Quando invece non sei il mittente, ma il destinatario di una lettera raccomandata, non ti è dato sapere né quando arriverà, né tantomeno chi te la manda. Solo nel momento in cui il portalettere suona al citofono e ti comunica che “C’è da firmare una raccomandata” vieni effettivamente a conoscenza del mittente e del contenuto della missiva. Apriamo una piccola parentesi per ricordarti che a ritirare la raccomandata può essere non solo il destinatario dell'atto, ma anche un qualsiasi membro della tua famiglia (tua moglie o tuo figlio), un collaboratore della tua azienda (ad es. la segretaria), il portiere dello stabile e perfino il tuo vicino di casa, purché naturalmente accetti di ricevere l'atto e firmi la ricevuta.

Cosa accade, però, se ti rifiuti di aprire al portalettere o se non sei presente in casa quando arriva il postino con la raccomandata? L’impiegato postale, in questi casi, lascia nella cassetta delle lettere un avviso cartaceo, il quale ti informa che è arrivata una comunicazione tramite raccomandata per te e che puoi ritirarla presso il deposito dell’Ufficio Postale presente nel tuo territorio. Questo talloncino cartaceo si chiama avviso di giacenza. Nei paragrafi che seguono capirai come è possibile capire da chi proviene e cosa contiene la raccomandata, ancor prima di ritirarla presso l’Ufficio Postale.

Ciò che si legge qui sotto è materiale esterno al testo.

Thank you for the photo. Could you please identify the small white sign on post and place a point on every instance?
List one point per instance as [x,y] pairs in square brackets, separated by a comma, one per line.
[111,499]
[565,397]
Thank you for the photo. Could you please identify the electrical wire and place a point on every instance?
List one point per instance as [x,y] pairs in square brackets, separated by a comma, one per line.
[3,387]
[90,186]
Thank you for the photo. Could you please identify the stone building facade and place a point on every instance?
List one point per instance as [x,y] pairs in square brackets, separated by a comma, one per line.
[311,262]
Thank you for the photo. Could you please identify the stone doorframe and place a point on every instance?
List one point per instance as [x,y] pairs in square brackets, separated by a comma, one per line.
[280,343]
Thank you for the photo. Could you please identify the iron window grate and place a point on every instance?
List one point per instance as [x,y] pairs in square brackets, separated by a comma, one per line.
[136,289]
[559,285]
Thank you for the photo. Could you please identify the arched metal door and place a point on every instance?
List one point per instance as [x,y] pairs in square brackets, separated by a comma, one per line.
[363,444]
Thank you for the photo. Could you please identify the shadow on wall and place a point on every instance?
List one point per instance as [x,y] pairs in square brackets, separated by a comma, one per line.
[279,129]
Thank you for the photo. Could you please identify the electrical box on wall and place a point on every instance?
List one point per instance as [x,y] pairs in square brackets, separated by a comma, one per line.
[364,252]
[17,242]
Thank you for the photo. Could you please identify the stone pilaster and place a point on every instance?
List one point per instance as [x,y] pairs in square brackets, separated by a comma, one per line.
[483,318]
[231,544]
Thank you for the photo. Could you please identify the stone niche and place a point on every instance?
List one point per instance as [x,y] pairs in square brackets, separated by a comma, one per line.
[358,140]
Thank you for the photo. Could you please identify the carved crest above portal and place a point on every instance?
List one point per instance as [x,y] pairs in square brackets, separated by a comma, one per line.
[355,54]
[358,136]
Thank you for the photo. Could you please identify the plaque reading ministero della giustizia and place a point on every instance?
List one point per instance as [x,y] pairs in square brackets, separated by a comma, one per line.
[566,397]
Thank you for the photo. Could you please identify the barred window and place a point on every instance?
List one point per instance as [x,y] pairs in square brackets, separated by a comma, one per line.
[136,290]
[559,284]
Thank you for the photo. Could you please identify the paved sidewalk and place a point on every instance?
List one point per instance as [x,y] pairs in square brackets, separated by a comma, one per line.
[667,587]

Avviso di giacenza: cos’è e come si presenta

L’avviso di giacenza è il comunicato con cui il servizio postale ti informa che è arrivato un pacco o una raccomandata mentre eri fuori casa, e che da quel momento puoi ritirarla recandoti presso il deposito o l'ufficio indicato sull'avviso stesso. L’avviso di giacenza si presenta come uno scontrino oppure come una cartolina, che può assumere tre colorazioni: bianca, gialla o verde.

Ci sono i riferimenti dell’ufficio postale dalla quale è stata spedita la comunicazione e chiaramente c’è scritto dove presentarsi (avendo cura di portare con sé l’avviso di giacenza Poste Italiane e un valido documento di identità), quali sono i giorni di apertura del deposito e in quali orari è possibile procedere al ritiro della raccomandata.

Qualora per motivi lavorativi o personali tu non possa recarti fisicamente presso l’ufficio o il deposito postale per il ritiro, ti basterà delegare una persona di fiducia, compilando la sezione dell'avviso di giacenza relativa alla delega. Nello specifico, dovrai fornire il nominativo del delegato, che dovrà portare con sé un documento d’identità in corso di validità. Dal canto tuo, in qualità di delegante, dovrai allegare una copia fronte-retro del tuo documento di identità (verifica che sia ancora valido). Nel caso in cui sull’avviso non ci sia una “sezione delega” o questa si presenti tagliata o scolorita, puoi scaricare questo modulo delega per ritiro raccomandata, compilarlo in ogni sua parte, firmarlo e corredarlo di una copia di un documento d’identità. Poi dovrai consegnare il tutto al tuo delegato, che a sua volta dovrà recarsi presso l’ufficio postale, munito di un documento d’identità.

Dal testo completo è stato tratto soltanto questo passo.